Prawda

Piątek, 17 maja 2024 - 10:21

« Poprzedni Następny »


Religia rozwiąże spory religii


Jerry Coyne 2015-11-26


Gdyby nie było to takie smutne, bardzo rozbawiliby mnie ci, którzy jako rozwiązanie problemu wywoływanych przez religię wojen i terroryzmu krzyczą, że trzeba jeszcze więcej religii. Idzie to w parze z zapewnianiem, że sama religia odgrywa w najgorszym razie maciupeńką rolę w barbarzyństwie grup takich jak ISIS. Rabin Sacks mówi to w swojej nowej książce, Miroslav Volf powiedział to w artykule w “Washington Post” (patrz mój wczorajszy post), a teraz konserwatywny publicysta „New York Times”, David Brooks dołączył do tego chóru.

W artykule zamieszczonym w środę w „New York Times”, “Finding peace within the holy texts” [Znalezienie pokoju w tekstach świętych] Brooks wypisuje stek bzdur podlizując się religii, obwinia świeckości i wyjaśnia światu, czym jest “właściwa religia”. Nie jest całkiem jasne, co próbuje powiedzieć, poza tym, że chce być miły dla religii i rabina Sacksa oraz argumentuje, że w jakiś sposób lekarstwem na międzyreligijne walki jest dorzucenie Więcej Religii – oczywiście „właściwie rozumianej” religii. Mnie to podejrzanie przypomina polityczną homeopatię. (Warto zanotować, że Brooks wydaje się być pobożnym chrześcijaninem.) Nie chcę wgłębiać się w ten artykuł, więc pokażę kilka z twierdzeń Brooksa (to jest pogrubioną czcionką, jego słowa są wcięte) i zakończę analizą artykułu, jaką przysłał mi Steve Pinker.  


Poczucie bezsensu, jakie dotyka ludzi, i niezdolność sekularyzmu do usunięcia go, wpędza ludzi w przemoc religijną.  

Ludzie są także zwierzętami szukającymi sensu. Żyjemy, jak pisze Sacks, w stuleciu, które „pozostawiło nas z maksimum wyboru i minimum sensu”. Świeckie substytuty religii – nacjonalizm, rasizm i ideologia polityczna – wszystkie prowadziły do katastrofy.
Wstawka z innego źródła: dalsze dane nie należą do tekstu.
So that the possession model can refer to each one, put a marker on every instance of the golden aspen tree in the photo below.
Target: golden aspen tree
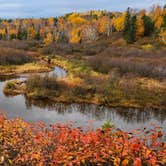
(119, 22)
(48, 39)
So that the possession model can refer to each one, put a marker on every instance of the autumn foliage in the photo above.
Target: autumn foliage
(24, 143)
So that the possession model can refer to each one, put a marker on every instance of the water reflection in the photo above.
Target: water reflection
(48, 112)
(101, 112)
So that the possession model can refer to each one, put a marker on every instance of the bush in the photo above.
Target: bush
(24, 143)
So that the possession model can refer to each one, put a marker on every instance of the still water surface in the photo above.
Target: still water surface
(81, 114)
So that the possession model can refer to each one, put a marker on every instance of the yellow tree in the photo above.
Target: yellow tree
(75, 35)
(140, 24)
(119, 22)
(48, 39)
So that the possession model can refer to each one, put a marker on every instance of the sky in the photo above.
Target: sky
(52, 8)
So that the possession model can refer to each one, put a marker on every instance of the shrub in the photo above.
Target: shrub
(25, 143)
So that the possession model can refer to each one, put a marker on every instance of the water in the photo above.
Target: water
(81, 114)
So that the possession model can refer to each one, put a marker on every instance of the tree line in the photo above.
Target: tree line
(89, 26)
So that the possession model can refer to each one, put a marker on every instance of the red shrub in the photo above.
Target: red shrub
(33, 144)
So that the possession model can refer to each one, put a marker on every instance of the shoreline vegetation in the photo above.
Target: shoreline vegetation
(24, 143)
(91, 87)
(113, 59)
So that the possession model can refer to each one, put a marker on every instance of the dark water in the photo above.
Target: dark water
(82, 114)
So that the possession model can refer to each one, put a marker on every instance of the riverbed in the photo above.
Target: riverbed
(80, 114)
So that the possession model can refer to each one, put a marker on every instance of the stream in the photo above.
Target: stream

Wielu więc tłoczy się do religii, czasami – szczególnie w islamie – do jej postaci ekstremistycznych.

Nie jestem pewien, że ma rację, co stanowi świeckie substytuty religii. . . .


Religia nie jest powodem przemocy, ponieważ niewiele jest wojen religijnych. 

Sacks podkreśla, że to nie sama religia powoduje przemoc, W książce Encyclopedia of Wars, Charles Phillips i Alan Axelrod zbadali 1800 konfliktów i stwierdzili, że mniej niż 10 procent z nich miało w ogóle jakikolwiek składnik religijny.  

Nawet jeśli analiza Phillipsa i Axelroda jest poprawna,  liczba 10% konfliktów inspirowanych przez religię nie oznacza, że religia jest oczyszczona z zarzutu przemocy. Jak napisał do mnie Pinker:

Makabrolog* Matthew White także podaje ocenę około 10% zarówno dla liczby  masowych mordów (wojny i ludobójstwa) w historii, które bezpośrednio daje się przypisać religii, jak dla liczby zabitych. Zgadza się on jednak z Anthonym [Graylingiem], że religia figurowała wydatnie w wielu innych, nawet jeśli nie była podana jako główna przyczyna. Także wojna, która została wykluczona – najkrwawsza wojna Ameryki, wojna secesyjna, z niewiarygodną liczbą zabitych 650 tysięcy – miała ważny składnik religijny, jako że obie strony uważały, że pilnują prawdziwej misji religijnej USA jako miasta na wzgórzu [Mat 5:14] z bożej inspiracji.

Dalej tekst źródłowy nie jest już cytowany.